Suriye’de 8 Aralık 2024 tarihinde gerçekleşen tarihi devrim, uluslararası düzeyde önemli yankılar uyandırdı. Bu devrim, Rusya ve İran’ın desteğine rağmen, 27 Kasım 2024’te İdlib’te başlayan ve 13 gün süren muhalif yürüyüşlerin sonucunda gerçekleşti. Bu yürüyüşler, Beşar Esad rejiminin baskılarına direnerek Şam’da başarı ile sonuçlandı. Yaşanan bu gelişmeler, Esad’ın kontrolü kaybetmesiyle sonuçlanmış ve Esad, nihayetinde Rusya’ya kaçmak zorunda kalmıştır.
Güçlerini kaybeden Esad rejimi ile birlikte muhalifler tarafından yönetim ele geçirilmiş, bu süreçte İran destekli mezhep güdümlü milis güçler, 13 gün süreyle süren çatışmaların ardından ülkeyi terk etmek zorunda kalmıştır.

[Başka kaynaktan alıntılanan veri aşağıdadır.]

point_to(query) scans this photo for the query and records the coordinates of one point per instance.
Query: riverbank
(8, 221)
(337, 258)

SURİYE’DEKİ NÜFUZUNU KAYBEDEN İRAN DÜĞMEYE BASTI
Bu tarihi gelişme, Suriye’deki etkisini kaybeden İran’ı harekete geçirdi. Yeni yönetimin vatandaşların güvenliği için tüm dini ve etnik gruplara adil ve eşit yaklaşma konusunda yaptığı açıklamaların, İran destekli güçler tarafından zedelenmesi hedef alındı.
İRAN DESTEKLİ DİN ADAMLARININ MEZHEP PROVOKASYONU
Esad rejimine karşı olan muhalif yürüyüşün ilk günlerinde, Şii inancına sahip kişilerin kutsal kabul ettiği bir türbenin ateşe verilmesi gibi olayların görüntülerinin yeniden servis edilmesiyle, önceden başlayan huzur ortamı, ilk günlerinde yaşananlarla tamamen kaosa dönüştü. Özellikle Alevi topluluklar arasında büyük bir heyecan ve gerginlik yaşandı.
Bu süreçte, İran destekli din adamları meydanlarda görünmeye başladı. Bu din adamlarının sosyal medyada paylaşılan görüntüleri, halkı yeni yönetime karşı provoke eden çağrılar yaparak dikkat çekti. Bir din adamının “Bizi kışkırtmaya kalkanların kellesini keseriz” söylemi, uluslararası kamuoyunun dikkatini çekti.
İRAN’A SURİYE DIŞİŞLERİNDEN TEPKİ
İran’ın bu kaos planına ilk tepki ise, Suriye Geçici Hükümeti Dışişleri Bakanı Esaad Hasan Şeybani tarafından verildi. Şeybani, İran’a karşı şu ifadeleri kullandı: “İran, Suriye halkının iradesine, ülkenin egemenliğine ve toprak bütünlüğüne saygı duymalıdır. Ayrıca, İran’ı Suriye’de kaos yaymaktan kaçınmaları konusunda uyarıyor ve son açıklamalarının sonuçlarından sorumlu tutulacaklarını belirtmek istiyoruz.” Bu açıklama, İran lideri Ali Hamaney’in kısa bir süre önce yaptığı açıklamalarla birlikte değerlendirildi.
HAMANEY’İN KAOS ÇAĞRISI
Hamaney, başkent Tahran’daki İmam Humeyni Hüseyniyesi’nde yaptığı konuşmada, Suriye’deki gençleri ve halkı kışkırtıcı nitelikte bir çağrıda bulunmuştu. “Suriye’de güçlü ve onurlu bir hareketin yükseleceğini öngörüyorum” diyerek, gençlerin yaşam koşullarını eleştirip onları harekete geçmeye teşvik etti. “Kaybedecek hiçbir şeyi yok. Üniversitesi güvensiz, okulu güvensiz, evi güvensiz, sokağı güvensiz… Tüm hayatı güvensiz. Ne yapması gerekiyor?” gibi ifadeleri, bölgedeki karışıklığı daha da arttıran bir çağrı olarak yorumlandı.